Dog attacks are preventable:-

Dog attacks are almost always preventable, if owners are responsible, keeping their animals under control and if initial signs of aggression are recognised and addressed immediately.

The growth in online shopping and signed for deliveries is resulting in Postal delivery workers having to knock on doors and for customers to open doors to collect and sign for the growing number of parcels whichincreases the possibility of direct contact with dogs in their own home or territory which they’ll naturally defend.

To help reduce the number of dog attacks, owners need to increase their awareness of animal behaviour, take responsibility, recognise when their pet is showing signs of territorial aggression and take effective control.

Although Christmas and school summer holidays see a spike in dog attacks, on Postal workers, it’s important owners are observant as to a dog’s behaviour at all times and take action to maintain control both on their private property and in public.

By working together with dog owners, vets, CWU members, government, police, local authorities, animal charities  – dogs and postal workers can live and work in harmony.

The 34 UK Dog Attack Deaths are made up of 18 Children and 16 Adults, occurring in the following years.

Year Deaths
1989 1
1990 0
1991 1
1992 0
1993 1
1994 0
1995 0
1996 0
1997 0
1998 0
1999 0
2000 0
2001 0
2002 0
2003 0
2004 0
2005 1
2006 1
2007 2
2008 1
2009 5
2010 2
2011 0
2012 3
2013 4
2014 6
2015 3
2016 3

 

UK Dog Attack Trends

Dog Attacks are up 76% in 10 years. Official figures for England show 7,227 admissions for dog attacks in past year, compared with 4,110 a decade ago, with under-10s most likely to be admitted.

Trends in Dog Attacks can be derived from details of Hospital admissions caused by being bitten or struck by a dog although this would be an underestimate as it does not include people who don’t go to hospital and are treated in GP Surgeries and Walk In Clinics etc. Dog Bites and the cost to the NHS/Tax Payer continue to rise in the UK despite the legislation. Long term we hope that the 2014 changes will start to reverse the trend if tougher enforcement is introduced and the Courts start using the full range of tougher penalties now available.
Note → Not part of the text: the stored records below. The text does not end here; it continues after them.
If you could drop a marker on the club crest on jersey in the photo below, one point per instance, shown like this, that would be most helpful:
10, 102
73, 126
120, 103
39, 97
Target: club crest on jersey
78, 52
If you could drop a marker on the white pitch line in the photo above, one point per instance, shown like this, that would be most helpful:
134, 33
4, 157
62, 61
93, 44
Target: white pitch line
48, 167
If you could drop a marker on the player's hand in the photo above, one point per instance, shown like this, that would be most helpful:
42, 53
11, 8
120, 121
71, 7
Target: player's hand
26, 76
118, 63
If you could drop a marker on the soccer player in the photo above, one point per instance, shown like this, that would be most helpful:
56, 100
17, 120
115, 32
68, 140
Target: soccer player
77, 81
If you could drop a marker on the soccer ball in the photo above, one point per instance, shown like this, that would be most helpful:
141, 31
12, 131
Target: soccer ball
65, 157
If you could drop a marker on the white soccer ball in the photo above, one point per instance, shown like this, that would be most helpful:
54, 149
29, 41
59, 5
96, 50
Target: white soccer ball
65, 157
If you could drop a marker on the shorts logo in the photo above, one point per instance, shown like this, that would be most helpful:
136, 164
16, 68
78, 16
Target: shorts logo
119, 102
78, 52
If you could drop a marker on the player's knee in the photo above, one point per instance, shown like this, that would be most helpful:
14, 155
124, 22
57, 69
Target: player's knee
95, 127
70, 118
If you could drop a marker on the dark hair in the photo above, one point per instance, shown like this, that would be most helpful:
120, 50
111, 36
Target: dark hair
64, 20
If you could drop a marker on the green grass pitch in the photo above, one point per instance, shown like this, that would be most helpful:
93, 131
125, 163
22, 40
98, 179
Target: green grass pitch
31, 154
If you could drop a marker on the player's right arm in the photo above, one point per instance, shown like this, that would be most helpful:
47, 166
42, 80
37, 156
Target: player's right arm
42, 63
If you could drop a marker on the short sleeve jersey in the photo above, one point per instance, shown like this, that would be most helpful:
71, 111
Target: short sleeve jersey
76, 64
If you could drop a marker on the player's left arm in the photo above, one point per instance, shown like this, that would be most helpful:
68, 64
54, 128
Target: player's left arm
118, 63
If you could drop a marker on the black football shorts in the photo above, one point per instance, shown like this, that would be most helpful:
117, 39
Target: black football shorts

Cost to the UK of Dog Attacks and Bad Dog Owners

The RSPCA estimate that the cost of irresponsible dog ownership in the UK is £80.5 Million (2014). See attached RSPCA paper.

The recent two deaths have re-ignited the debate over whether enough is being done to tackle irresponsible owners and to protect the public. The CWU Health Safety & Environment Department will continue to strongly voice the Union’s view to the legislators and enforcers on the above.